My Three “Can’t Wait To Visit” Black Bookstores In 2023
Three years ago, during the height of the pandemic, I set an ambitious goal of visiting 2020 bookstores by 2030. Among those on my list are a number of stores that focus on Black oriented themes and authors.
In celebration of Black History Month, here are three that I’ve deemed a must visit in 2023.
Mahogany Books (Washington D.C. and Oxen Hills, MD)
Mahogany Books has generated quite a bit of attention in the D.C. area and nationwide with its focus on books by and about the African Diaspora. Established in 2007 as an online store by husband and wife duo Derrick and Ramunda Young, this Black-owned, family run independent bookstore is known for its broad selection of carefully selected books as well as high profile author events.

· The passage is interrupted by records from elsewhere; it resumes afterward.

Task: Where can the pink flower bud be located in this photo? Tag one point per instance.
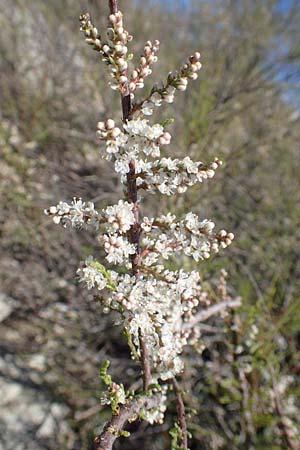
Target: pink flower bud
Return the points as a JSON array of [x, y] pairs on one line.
[[109, 124]]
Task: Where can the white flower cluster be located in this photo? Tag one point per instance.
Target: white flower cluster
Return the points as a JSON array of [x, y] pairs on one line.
[[117, 248], [157, 306], [120, 217], [91, 275], [176, 81], [78, 213], [189, 236], [167, 175], [140, 73], [154, 306], [114, 51], [170, 176]]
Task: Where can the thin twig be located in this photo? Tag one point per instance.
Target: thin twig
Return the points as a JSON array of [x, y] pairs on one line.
[[128, 412], [181, 413], [211, 311], [113, 6], [146, 369], [131, 410], [285, 430]]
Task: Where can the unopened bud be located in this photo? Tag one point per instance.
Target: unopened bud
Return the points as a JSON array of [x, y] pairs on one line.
[[110, 124]]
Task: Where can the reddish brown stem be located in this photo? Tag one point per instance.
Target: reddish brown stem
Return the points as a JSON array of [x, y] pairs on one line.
[[113, 6], [146, 369], [181, 414], [128, 412]]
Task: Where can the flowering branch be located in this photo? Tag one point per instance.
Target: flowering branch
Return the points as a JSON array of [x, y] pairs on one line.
[[159, 308], [181, 414], [127, 413]]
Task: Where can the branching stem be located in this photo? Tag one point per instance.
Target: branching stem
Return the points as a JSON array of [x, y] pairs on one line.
[[181, 414]]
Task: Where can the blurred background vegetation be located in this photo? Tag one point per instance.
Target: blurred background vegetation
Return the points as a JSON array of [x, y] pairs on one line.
[[244, 387]]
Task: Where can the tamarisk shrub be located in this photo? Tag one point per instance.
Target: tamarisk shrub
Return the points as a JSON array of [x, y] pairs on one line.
[[158, 307]]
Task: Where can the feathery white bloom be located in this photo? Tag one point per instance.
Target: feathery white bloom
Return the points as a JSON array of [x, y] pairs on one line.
[[120, 216], [91, 275]]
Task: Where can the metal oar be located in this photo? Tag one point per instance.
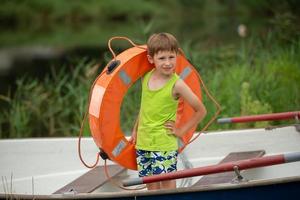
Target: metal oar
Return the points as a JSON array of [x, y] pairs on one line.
[[225, 167]]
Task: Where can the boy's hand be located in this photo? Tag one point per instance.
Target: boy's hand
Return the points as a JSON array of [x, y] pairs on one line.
[[132, 140], [170, 125]]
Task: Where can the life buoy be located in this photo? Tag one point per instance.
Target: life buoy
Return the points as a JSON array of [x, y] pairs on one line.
[[107, 95]]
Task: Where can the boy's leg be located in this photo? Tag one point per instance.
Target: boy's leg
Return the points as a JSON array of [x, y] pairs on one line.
[[165, 162]]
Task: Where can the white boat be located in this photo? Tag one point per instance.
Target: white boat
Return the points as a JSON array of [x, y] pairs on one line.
[[43, 168]]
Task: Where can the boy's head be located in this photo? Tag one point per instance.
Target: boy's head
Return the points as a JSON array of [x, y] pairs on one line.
[[162, 42]]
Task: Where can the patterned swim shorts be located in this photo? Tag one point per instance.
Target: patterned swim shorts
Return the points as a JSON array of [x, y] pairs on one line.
[[156, 162]]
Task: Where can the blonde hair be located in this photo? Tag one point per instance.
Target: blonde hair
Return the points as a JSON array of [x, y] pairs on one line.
[[162, 42]]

In 2017, the couple opened their very first physical location in Washington DC. Four years later, amid the pandemic, they opened their National Harbor location in Oxen Hills MD. The store has received extensive media attention in publications like Black Enterprise, Vanity Fair Magazine, Essence Magazine, Forbes, Oprah Magazine, TIME Magazine, Wall Street Journal, Washington Post, and many other media outlets regarding their commitment to Black books.
Harriett’s Books and Ida’s Books Philadelphia, PA and Collingswood, NJ
I’ve had the good fortune of corresponding with Jeanine Cook, founder of two iconic bookstores for those with an insatiable appetite of Black History. In fact, I featured in a very popular interview piece last year for Black Books, Black Minds.
First was Harriet’s Bookshop (named after the famed Black woman figure Harriet Tubman), which she opened in the historically white, working class Philadelphia neighborhood known as Fishtown in February of 2020. Six weeks later, the store shut down due to the pandemic. That’s when Cook went into relentless overdrive to lift the store out of this tough stretch through a direct campaign to customers and online sales. The business not only survived but began building momentum towards a major bookstore presence in the area.
In April 2021, buoyed by a GoFundMe campaign, she purchased a permanent home for Harriett’s. That same year in August, a sister store known as Ida’s Bookshop, named after the journalist and activist Ida B. Wells, was birthed a short distance away in Collingswood, New Jersey,
Cook has described Harriett’s as a “a bookshop meets an art gallery meets a monument.” Word on the street is that book selections include those from such iconic Black-women figures as Toni Morrison, Alice Walker, and Zora Neale Hurston.
Baldwin Books, New Orleans, Louisiana
New Orleans has long been a favorite place of mine to visit largely because of its jazz and blues music scene. But during my next visit, the focal point of my attention will be an excursion to Baldwin Bookstore, which has the aim of eliminating mass incarceration through reading and literacy. Along with the store opening in February of 2021, the Baldwin & Co. Foundation was established in pursuit of this cause.
The store is the brainchild of D.J Johnson who returned back to the area a few years prior after working for the FDIC in Washington, D.C. A native of the New Orleans Marigy district, he wanted to plant seeds of prosperity in his local community through the power of books.
Featuring 2,400 sq. ft. of sales space with 10,000 titles, the store according to a friend who visited last year features a striking mural of James Baldwin, the store’s namesake. The store also has a cafe with specialty espresso drinks. Upon upon hearing this, this raised my excitement around an impending visit up another notch.